In addition to @aeismail's points, in the U.S. the undergrad degree (B.S. or B.A.) in math is typically rather thin, due to "breadth" requirements, so a year or two of a PhD program is spent catching up, in comparison to most other educational systems in which specialization occurs earlier (and perhaps high school math education is more intense).

Some decades ago, it was the style in elite places in the U.S. to have people finish a PhD degree as quickly as possible, often in three years, as proof of ... something. This was plausible under the hypothesis that students at such places had an unusually good background.

In fact, given the way professional mathematics has evolved, spending more time learning things and maturing before hitting the job market may be wise. In any case, no one is creating artificial obstacles to any student's quick graduation! In my current institution, there really are no "required courses", in the sense that there are some modest proficiency exams in standard material that need to be passed, and courses help prepare for those, or can substitute for proficiency exams to some extent. Thus, a well-prepared student can "test out" of requirements.

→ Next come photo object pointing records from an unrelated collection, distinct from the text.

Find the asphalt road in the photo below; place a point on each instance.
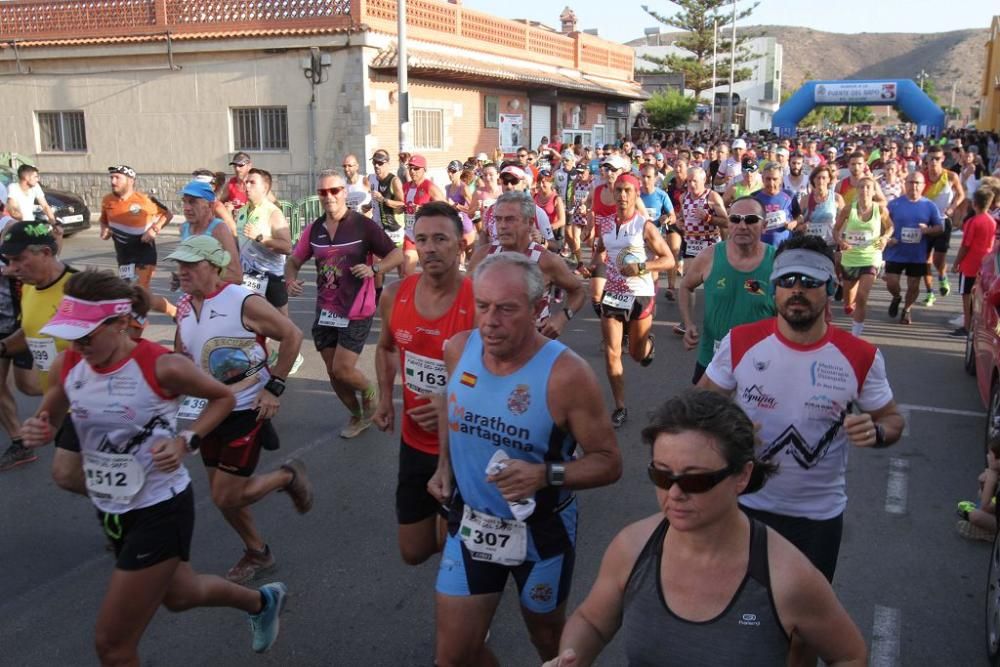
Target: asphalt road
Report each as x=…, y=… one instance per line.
x=913, y=586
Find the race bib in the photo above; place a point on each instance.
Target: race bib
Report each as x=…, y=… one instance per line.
x=117, y=477
x=191, y=407
x=255, y=282
x=329, y=319
x=493, y=540
x=423, y=375
x=622, y=301
x=43, y=352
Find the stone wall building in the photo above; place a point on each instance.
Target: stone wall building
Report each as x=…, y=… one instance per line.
x=168, y=86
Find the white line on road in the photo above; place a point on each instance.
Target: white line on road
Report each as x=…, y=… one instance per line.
x=896, y=488
x=885, y=637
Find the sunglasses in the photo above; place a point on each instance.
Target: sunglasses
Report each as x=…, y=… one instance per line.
x=698, y=482
x=788, y=282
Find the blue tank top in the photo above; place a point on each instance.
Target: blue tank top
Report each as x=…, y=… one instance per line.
x=488, y=412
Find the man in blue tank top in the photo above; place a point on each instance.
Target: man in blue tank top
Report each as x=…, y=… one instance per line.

One underlying problem seems to be that people take as much time as is allowed, so if it is understood that one may take six years "if necessary", then most people plan to use up that time. Not that they're "forced to" or "kept from graduating earlier". And then there's the reasonable fear of facing the job market that leads to "avoidance".

I would claim that "having to teach" is not a serious impediment to quick graduation. However, its relatively immediate gratification can seduce people away from the far-less-immediate gratification of research and study.


In the UK system (or similar systems, like Australia) students enter their Ph.D. program with a stronger background due to earlier specialization, and they typically leave their Ph.D. program at a less advanced level than a Ph.D. from a comparable American school. The difference is not in how fast people learn, but rather differences in what a bachelor's degree means and what a Ph.D. degree means.

Note that on specialization for undergraduates the US is the outlier, but in terms of Ph.D. outcome it's the UK that is unusual. For example, Chris Parks writes, "Across Europe the view prevails that the three-year UK doctorate is too short and thus of inadequate quality compared with the more common four-year doctorate."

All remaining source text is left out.